Returns the size of a map, i.e. the number of its entries.

smartpy
``````m.items() -> sp.list[sp.record(key=k, value=v)]
``````

`{'a': 97, 'b': 98}.items()` evaluates to `[sp.record(key='a', value=97), sp.record(key='b', value=98)]`.

smartpy
``````m.keys() -> sp.list[k]
``````

`{'a': 97, 'b': 98}.keys()` evaluates to `['a', 'b']`.

smartpy
``````m.values() -> sp.list[v]
``````

`{'a': 97, 'b': 98}.values()` evaluates to `[97, 98]`.

smartpy
``````sp.update_map(key: k, value: sp.option[v], m: map[k, v]) -> map[k, v]
``````

Returns a copy of `m` with a modified entry at `key`: if `value == None`, it is removed; if `value == sp.Some(v)`, it is `v`.

Example:

smartpy
``````assert sp.update_map('a', sp.Some(3), {})['a'] == 3
assert sp.update_map('a', None, {'a': 2}).get('a', default=-1) == -1
``````

## Big maps ​

Analogous to `sp.map` there is `sp.big_map[k, v]`, denoting lazily deserialized maps from `k` to `v`. These maps should be used if you intend to store large amounts of data in a map.

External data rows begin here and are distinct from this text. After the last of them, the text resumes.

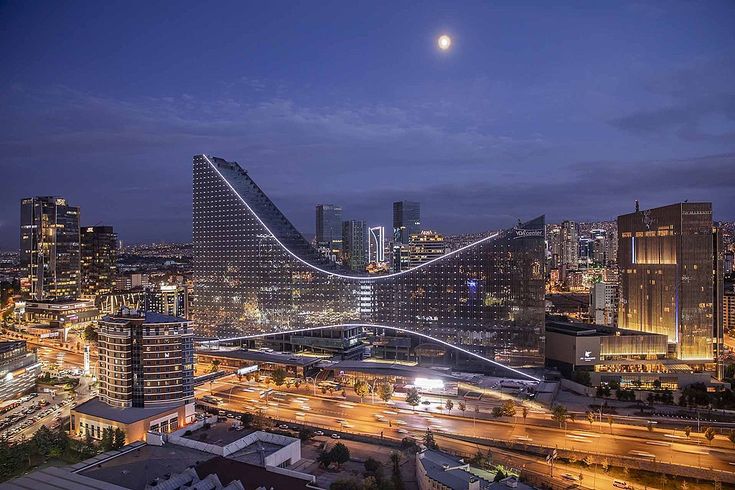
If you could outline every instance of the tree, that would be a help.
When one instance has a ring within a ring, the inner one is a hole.
[[[411,405],[411,407],[416,410],[416,407],[419,403],[421,403],[421,395],[419,395],[419,390],[416,388],[409,388],[408,391],[406,391],[406,403]]]
[[[120,449],[125,445],[125,432],[120,427],[115,427],[112,437],[112,449]]]
[[[560,428],[562,424],[567,421],[568,418],[569,412],[567,411],[567,407],[565,407],[564,405],[556,404],[551,407],[551,420],[553,420],[554,422],[558,422]]]
[[[513,400],[505,400],[503,402],[503,415],[506,417],[514,417],[516,414],[516,404]]]
[[[452,400],[447,400],[447,403],[445,403],[444,406],[447,408],[447,414],[449,414],[454,408],[454,402]]]
[[[276,386],[283,386],[283,383],[286,382],[286,370],[281,367],[276,368],[272,373],[272,377]]]
[[[355,381],[352,388],[355,390],[355,394],[360,397],[360,403],[362,403],[362,399],[370,393],[370,385],[367,384],[367,381],[362,379]]]
[[[393,397],[393,385],[391,383],[380,383],[378,385],[378,397],[388,403]]]
[[[712,427],[707,427],[704,429],[704,438],[709,441],[710,446],[712,445],[712,441],[715,439],[715,430]]]
[[[104,429],[102,429],[102,440],[100,441],[100,446],[102,446],[102,450],[111,450],[114,443],[115,433],[112,430],[112,427],[105,427]]]
[[[334,463],[337,463],[337,468],[339,469],[343,464],[350,460],[350,450],[347,446],[338,442],[329,451],[329,457]]]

Using `sp.big_map` can reduce gas costs significantly compared to standard maps, as data is lazily deserialized. Note however that individual operations on `sp.big_map` have higher gas costs than those over standard maps. A `sp.big_map` also has a lower storage cost than a standard map of the same size, when large keys are used, since only the hash of each key is stored in a `sp.big_map`.

A `sp.big_map` cannot be iterated over, nor contained in another big map.